PLCo #7 on the Rip Track

The Strange Story of PLCo #7

The Piute Lumber Company was started in the early 1870's by an eccentric young man named Deforester Kelly. He grew up in Missouri and it seems young Deforester was helping his father clear some land one day, when he was hit on the head by a falling tree and knocked unconscious. After that he had this strange notion that he was some sort of Paul Bunyon type of character with a deep seated hatred for trees of all kinds. He headed out West to Colorado Territory to cut down trees since there were few left East of the Mississippi. Why he didn't go to the Pacific Northwest is anybody's guess, but after the accident, it was said that he was, "a little touched in the haid".

After an arduous journey, with few trees to slake his thirst for sap, he reached Denver. Finding few trees, except for a few sickly Cottonwoods, Kelly spied the Front Range. These were mountains covered with the hated trees. He left for Golden and followed Clear Creek up to the point where Silver Plume would soon be built. Climbing over the ridge, to the South, he headed uphill till he reached an area surrounded by mountains. This is where Kelly decided to stop and set up his logging operations. Kelly, mistakenly thinking, this to be indian territory, decided to build a fort. This fort he called Dorf, for reasons unknown to this day. Upon completion, he looked on his "Walled Dorf" and started calling it just that. In later years this would be shortened to Waldorf.

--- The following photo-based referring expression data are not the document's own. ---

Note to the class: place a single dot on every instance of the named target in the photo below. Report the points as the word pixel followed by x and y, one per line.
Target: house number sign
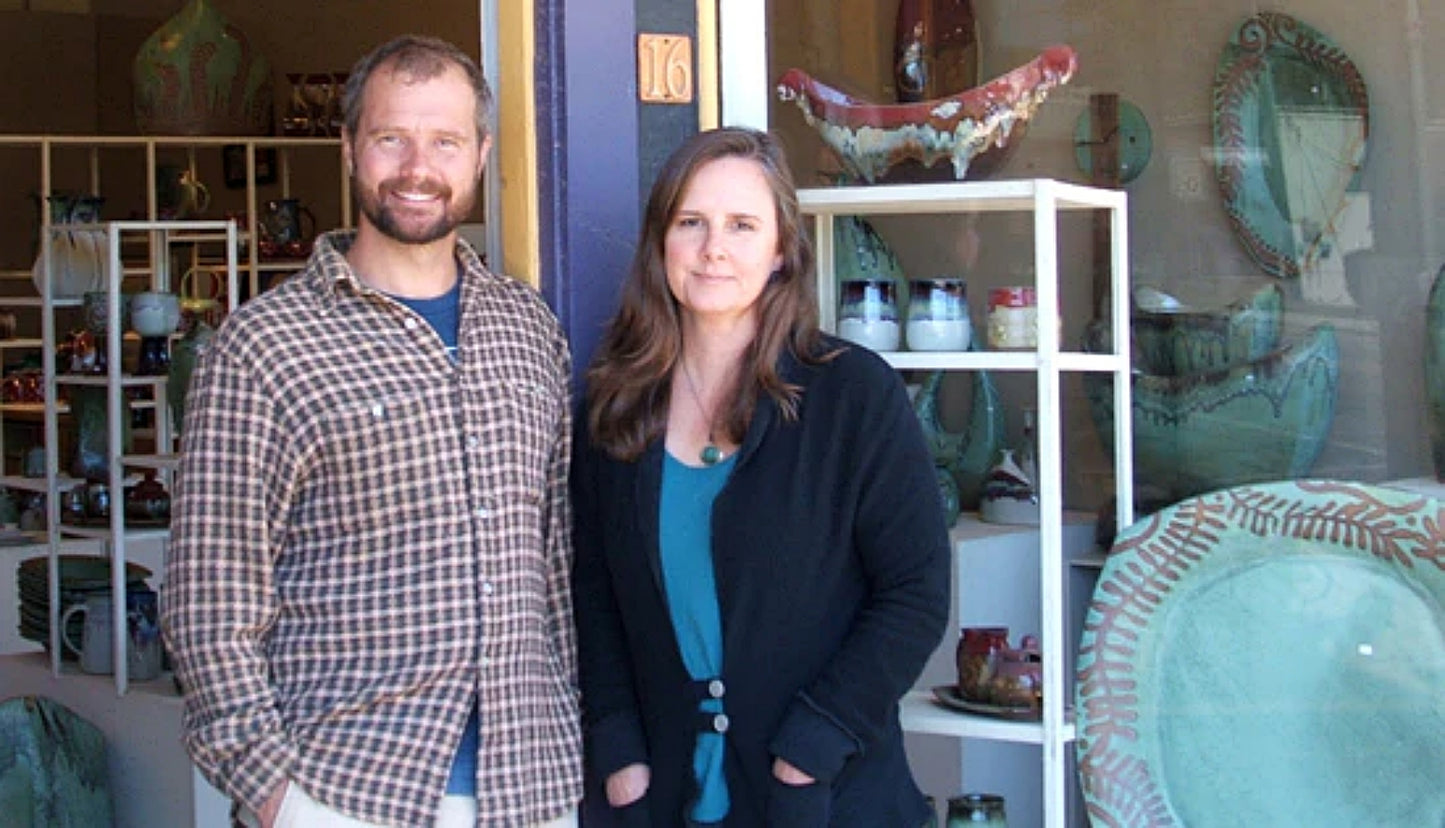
pixel 665 68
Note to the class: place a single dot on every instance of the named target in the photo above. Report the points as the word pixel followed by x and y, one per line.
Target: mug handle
pixel 65 632
pixel 203 195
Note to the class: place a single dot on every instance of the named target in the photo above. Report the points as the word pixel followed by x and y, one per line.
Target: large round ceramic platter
pixel 1269 655
pixel 1291 123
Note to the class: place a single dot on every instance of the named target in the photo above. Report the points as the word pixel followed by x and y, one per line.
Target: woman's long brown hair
pixel 629 382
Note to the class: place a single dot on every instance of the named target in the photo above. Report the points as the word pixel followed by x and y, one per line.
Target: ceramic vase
pixel 970 453
pixel 91 460
pixel 198 74
pixel 185 353
pixel 1435 372
pixel 935 48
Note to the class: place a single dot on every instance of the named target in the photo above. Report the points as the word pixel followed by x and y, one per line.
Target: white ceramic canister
pixel 938 315
pixel 155 314
pixel 869 314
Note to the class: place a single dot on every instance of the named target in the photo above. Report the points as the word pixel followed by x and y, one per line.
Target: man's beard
pixel 380 214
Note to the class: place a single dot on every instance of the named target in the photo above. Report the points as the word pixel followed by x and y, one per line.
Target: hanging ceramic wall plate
pixel 1269 655
pixel 1291 124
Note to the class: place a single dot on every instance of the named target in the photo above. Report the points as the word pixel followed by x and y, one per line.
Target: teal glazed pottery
pixel 1291 127
pixel 198 74
pixel 185 354
pixel 91 460
pixel 1435 372
pixel 1257 421
pixel 54 769
pixel 1135 142
pixel 965 454
pixel 1267 655
pixel 1172 338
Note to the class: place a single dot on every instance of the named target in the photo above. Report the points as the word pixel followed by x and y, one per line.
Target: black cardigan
pixel 831 561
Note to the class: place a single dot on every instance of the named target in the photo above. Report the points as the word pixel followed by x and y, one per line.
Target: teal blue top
pixel 685 545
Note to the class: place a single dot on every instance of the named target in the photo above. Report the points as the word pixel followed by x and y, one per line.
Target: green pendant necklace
pixel 710 454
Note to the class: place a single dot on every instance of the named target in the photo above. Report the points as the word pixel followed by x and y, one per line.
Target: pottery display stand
pixel 114 533
pixel 1045 200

After setting up his operation, he needed a name for it and thought that by naming it for the indians of the area, he could soothe some hurt feelings for taking their land and cutting their trees and, also, to defray any attacks by the Nobel Red Man. He decided to call his logging operation the Piute Lumber Company. He didn't think about the fact that the Piute Indians where miles away in Arizona or that there hadn't been an indian attack in many years.

Kelly had soon depleted the entire valley of trees and had a huge stack of timber, that he needed to find a use for. Earlier, on one of his many trips down Clear Creek for supplies, he had noticed a great building boom as Gold and Silver was discovered. It was at this time he figured out that he could use his passion for cutting down trees with his need for money. Now he needed a way to get his large supply of timber to those who would pay for it. He had heard of a railroad, the Big Yawn and Overbite, working it's way up Clear Creek and decided to build a railway of his own to meet it. He thought if he could grade it and lay the ties, he would be able to meet the BYOB in Overbite, later to be renamed Silver Plume, to get rail, cars, and locomotives for his new railway.

When the BYOB finally reached Overbite, March 10, 1884, Kelly made a deal with them to trade lumber for rail and cars built in the BYOB shops, in Denver. He used money, from selling timber to the many mines in the area, to purchase locomotives.

The Piute Lumber Company was now a full logging and railway operation.